Havendo relação de trabalho, seja de emprego ou não, os seus contornos serão apreciados pelo juiz do trabalho. Para esses casos, evidentemente, aplicará a Constituição e a legislação civil comum, considerando que as normas da CLT regulamentam o pacto entre o empregado e o empregador. Como conseqüência, a Justiça do Trabalho passa a ser o segmento do Poder Judiciário responsável pela análise de todos os conflitos decorrentes da relação de trabalho em sentido amplo.

Os trabalhadores autônomos de um modo geral, bem como os respectivos tomadores de serviço, terão as suas controvérsias conciliadas e julgadas pela Justiça do Trabalho. Corretores, representantes comerciais, representantes de laboratórios, mestres-de-obras, médicos, publicitários, estagiários, contratados do poder público por tempo certo ou por tarefa, consultores, contadores, economistas, arquitetos, engenheiros, dentre tantos outros profissionais liberais, ainda que não empregados, assim como também as pessoas que locaram a respectiva mão-de-obra (contratantes), quando do descumprimento do contrato firmado para a prestação de serviços podem procurar a Justiça do Trabalho para solucionar os conflitos que tenham origem em tal ajuste, escrito ou verbal. Discussões em torno dos valores combinados e pagos, bem como a execução ou não dos serviços e a sua perfeição, além dos direitos de tais trabalhadores, estarão presentes nas atividades do magistrado do trabalho.

Também estão compreendidas como novas competências da Justiça do Trabalho as que tratam dos litígios sindicais, dos atos decorrentes da greve,do habeas corpus, do habeas data, da ação de indenização por dano moral ou patrimonial, das multas administrativas aplicadas pelos órgãos administrativos e dos litígios que tenham origem no cumprimento de seus próprios atos e sentenças.

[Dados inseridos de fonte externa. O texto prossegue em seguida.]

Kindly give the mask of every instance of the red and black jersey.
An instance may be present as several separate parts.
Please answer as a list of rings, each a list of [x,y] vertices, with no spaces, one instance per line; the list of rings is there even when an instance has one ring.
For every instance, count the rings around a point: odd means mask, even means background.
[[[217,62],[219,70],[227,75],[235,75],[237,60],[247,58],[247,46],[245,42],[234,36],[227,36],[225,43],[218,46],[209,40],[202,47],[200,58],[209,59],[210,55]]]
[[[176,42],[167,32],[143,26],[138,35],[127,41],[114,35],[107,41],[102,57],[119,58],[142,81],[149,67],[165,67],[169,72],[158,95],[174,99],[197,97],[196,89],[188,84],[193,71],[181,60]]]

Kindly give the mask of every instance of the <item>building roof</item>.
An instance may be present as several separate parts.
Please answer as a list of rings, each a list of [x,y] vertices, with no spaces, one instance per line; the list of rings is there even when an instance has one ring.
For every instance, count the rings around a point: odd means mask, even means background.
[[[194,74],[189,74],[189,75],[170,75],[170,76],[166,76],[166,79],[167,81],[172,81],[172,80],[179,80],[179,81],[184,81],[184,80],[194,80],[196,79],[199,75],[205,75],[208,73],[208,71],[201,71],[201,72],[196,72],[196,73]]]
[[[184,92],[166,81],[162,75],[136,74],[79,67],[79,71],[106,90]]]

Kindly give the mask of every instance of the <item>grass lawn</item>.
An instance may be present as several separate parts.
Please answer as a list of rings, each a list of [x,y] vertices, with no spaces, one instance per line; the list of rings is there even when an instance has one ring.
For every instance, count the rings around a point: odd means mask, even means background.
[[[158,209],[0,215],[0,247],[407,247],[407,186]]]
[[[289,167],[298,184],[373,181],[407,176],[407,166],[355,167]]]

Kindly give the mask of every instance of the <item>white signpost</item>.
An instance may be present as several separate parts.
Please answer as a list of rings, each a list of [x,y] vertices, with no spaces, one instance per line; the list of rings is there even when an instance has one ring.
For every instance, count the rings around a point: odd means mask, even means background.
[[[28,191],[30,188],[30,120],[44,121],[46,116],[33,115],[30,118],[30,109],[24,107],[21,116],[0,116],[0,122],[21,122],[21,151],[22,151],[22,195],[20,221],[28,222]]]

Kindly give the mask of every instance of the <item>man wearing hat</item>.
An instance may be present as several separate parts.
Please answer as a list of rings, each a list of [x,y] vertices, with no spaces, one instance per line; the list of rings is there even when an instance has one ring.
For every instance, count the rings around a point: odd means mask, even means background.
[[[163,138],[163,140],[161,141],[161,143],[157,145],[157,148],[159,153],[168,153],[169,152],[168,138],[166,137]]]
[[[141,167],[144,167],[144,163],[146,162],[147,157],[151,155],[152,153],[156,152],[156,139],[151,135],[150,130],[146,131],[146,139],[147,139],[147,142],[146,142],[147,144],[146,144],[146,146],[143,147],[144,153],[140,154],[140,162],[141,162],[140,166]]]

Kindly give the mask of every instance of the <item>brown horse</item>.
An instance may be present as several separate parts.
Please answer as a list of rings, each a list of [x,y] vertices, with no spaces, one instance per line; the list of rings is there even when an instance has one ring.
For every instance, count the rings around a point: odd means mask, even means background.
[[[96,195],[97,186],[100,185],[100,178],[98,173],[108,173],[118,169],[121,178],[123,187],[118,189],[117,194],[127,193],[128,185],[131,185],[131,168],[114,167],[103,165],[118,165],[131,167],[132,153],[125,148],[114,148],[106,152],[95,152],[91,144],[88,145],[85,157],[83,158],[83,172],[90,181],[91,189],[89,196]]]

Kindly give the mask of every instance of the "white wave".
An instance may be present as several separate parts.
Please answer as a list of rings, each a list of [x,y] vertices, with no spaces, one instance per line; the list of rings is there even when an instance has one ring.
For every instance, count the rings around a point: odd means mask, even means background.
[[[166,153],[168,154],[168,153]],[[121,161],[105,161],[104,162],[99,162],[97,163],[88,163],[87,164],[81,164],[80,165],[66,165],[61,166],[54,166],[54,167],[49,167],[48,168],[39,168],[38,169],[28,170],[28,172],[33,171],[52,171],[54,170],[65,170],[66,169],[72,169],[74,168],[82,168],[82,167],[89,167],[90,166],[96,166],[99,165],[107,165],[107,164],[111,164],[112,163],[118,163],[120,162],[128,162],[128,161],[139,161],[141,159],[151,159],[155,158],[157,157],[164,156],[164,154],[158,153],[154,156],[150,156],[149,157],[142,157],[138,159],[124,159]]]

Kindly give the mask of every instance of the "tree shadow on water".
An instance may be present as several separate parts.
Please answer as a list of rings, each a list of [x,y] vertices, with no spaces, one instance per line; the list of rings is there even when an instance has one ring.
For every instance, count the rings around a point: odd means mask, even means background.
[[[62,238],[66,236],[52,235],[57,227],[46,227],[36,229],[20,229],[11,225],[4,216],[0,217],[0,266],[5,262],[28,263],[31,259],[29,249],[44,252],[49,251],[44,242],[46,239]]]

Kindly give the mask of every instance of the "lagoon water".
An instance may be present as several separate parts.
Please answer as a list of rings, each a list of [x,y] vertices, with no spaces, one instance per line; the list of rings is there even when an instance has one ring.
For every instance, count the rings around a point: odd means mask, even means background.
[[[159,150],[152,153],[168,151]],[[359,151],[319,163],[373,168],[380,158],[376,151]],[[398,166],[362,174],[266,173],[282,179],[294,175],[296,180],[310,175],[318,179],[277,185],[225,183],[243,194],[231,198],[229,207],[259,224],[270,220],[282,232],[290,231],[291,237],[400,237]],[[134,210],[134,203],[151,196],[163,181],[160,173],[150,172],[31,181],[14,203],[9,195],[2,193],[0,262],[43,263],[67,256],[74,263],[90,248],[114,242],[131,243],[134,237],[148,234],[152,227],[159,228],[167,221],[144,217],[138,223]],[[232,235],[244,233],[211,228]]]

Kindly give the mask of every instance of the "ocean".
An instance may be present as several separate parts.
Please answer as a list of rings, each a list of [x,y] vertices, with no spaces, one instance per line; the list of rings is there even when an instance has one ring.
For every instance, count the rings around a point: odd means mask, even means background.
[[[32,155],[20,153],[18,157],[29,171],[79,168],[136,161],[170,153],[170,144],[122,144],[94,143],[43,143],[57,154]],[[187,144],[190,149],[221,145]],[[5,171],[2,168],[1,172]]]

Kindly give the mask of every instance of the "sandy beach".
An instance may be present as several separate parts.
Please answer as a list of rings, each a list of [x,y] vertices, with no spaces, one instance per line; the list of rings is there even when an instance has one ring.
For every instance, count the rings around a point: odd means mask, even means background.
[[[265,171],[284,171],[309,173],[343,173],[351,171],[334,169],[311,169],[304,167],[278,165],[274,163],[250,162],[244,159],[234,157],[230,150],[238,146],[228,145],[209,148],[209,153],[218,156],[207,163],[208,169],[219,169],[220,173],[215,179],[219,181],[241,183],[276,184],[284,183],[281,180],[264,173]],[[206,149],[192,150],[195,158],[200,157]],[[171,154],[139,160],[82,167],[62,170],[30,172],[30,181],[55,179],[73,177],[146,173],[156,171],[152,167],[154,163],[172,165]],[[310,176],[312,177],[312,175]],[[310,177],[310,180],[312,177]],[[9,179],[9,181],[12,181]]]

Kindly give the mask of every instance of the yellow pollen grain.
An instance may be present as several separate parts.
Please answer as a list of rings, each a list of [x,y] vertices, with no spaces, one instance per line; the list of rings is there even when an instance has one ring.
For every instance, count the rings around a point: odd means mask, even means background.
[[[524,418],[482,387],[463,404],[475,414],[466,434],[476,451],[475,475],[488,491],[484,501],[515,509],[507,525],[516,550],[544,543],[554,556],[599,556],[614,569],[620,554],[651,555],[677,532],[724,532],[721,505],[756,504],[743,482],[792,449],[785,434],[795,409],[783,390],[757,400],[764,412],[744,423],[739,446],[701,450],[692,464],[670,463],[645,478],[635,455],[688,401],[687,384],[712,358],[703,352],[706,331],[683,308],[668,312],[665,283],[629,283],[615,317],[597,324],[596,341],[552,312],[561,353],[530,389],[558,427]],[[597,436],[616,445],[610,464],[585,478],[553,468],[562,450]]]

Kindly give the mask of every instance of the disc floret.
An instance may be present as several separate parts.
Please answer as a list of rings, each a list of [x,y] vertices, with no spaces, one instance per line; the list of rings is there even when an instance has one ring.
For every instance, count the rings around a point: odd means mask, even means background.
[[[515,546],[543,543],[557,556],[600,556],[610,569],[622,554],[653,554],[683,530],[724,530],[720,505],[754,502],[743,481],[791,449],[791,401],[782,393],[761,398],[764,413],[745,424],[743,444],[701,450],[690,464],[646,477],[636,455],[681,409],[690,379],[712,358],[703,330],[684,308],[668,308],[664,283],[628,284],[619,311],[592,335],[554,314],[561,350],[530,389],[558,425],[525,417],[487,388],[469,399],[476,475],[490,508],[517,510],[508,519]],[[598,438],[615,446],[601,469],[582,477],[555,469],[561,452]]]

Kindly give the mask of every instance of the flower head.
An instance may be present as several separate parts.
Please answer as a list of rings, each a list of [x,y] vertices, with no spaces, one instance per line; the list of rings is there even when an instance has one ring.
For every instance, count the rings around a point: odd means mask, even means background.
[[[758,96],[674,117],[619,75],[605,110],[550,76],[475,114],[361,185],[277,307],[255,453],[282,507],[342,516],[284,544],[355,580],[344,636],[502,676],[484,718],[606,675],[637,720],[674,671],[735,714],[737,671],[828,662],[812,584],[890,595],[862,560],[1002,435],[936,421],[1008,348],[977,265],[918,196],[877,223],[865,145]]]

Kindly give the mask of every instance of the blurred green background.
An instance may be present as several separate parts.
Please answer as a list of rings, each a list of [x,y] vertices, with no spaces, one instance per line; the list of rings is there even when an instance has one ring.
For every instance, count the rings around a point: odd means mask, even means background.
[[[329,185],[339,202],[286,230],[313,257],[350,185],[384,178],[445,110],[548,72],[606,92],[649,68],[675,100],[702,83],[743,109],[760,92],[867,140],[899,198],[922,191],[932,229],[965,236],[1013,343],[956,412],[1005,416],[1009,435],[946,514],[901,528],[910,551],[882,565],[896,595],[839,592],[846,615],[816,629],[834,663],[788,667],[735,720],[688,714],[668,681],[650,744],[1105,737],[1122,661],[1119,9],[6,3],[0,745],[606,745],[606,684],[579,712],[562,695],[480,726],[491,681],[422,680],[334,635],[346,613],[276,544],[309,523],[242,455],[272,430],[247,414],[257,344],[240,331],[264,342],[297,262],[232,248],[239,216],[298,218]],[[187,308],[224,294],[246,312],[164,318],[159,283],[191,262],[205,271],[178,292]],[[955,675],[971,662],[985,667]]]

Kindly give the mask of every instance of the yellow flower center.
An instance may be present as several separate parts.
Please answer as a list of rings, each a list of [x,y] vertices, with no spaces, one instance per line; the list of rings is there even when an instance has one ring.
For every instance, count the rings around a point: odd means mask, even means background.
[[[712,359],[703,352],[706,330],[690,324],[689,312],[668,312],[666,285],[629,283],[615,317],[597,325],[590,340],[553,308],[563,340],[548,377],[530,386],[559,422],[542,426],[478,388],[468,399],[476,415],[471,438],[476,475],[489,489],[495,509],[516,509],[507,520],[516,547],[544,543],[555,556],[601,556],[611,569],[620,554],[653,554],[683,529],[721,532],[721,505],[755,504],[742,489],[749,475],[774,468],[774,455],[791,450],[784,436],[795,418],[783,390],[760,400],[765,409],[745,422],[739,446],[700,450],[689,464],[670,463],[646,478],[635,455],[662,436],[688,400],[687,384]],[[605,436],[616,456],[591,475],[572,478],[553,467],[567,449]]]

A razão maior do deslocamento da competência deve ser a garantia de maior rapidez no julgamento dos processos, uma das características da Justiça do Trabalho em todo o país, que agora, mais do que nunca, está a merecer o nome que ostenta.

Grijalbo Fernandes Coutinho, 39, juiz do trabalho em Brasília, é o presidente da Anamatra (Associação Nacional dos Magistrados da Justiça do Trabalho).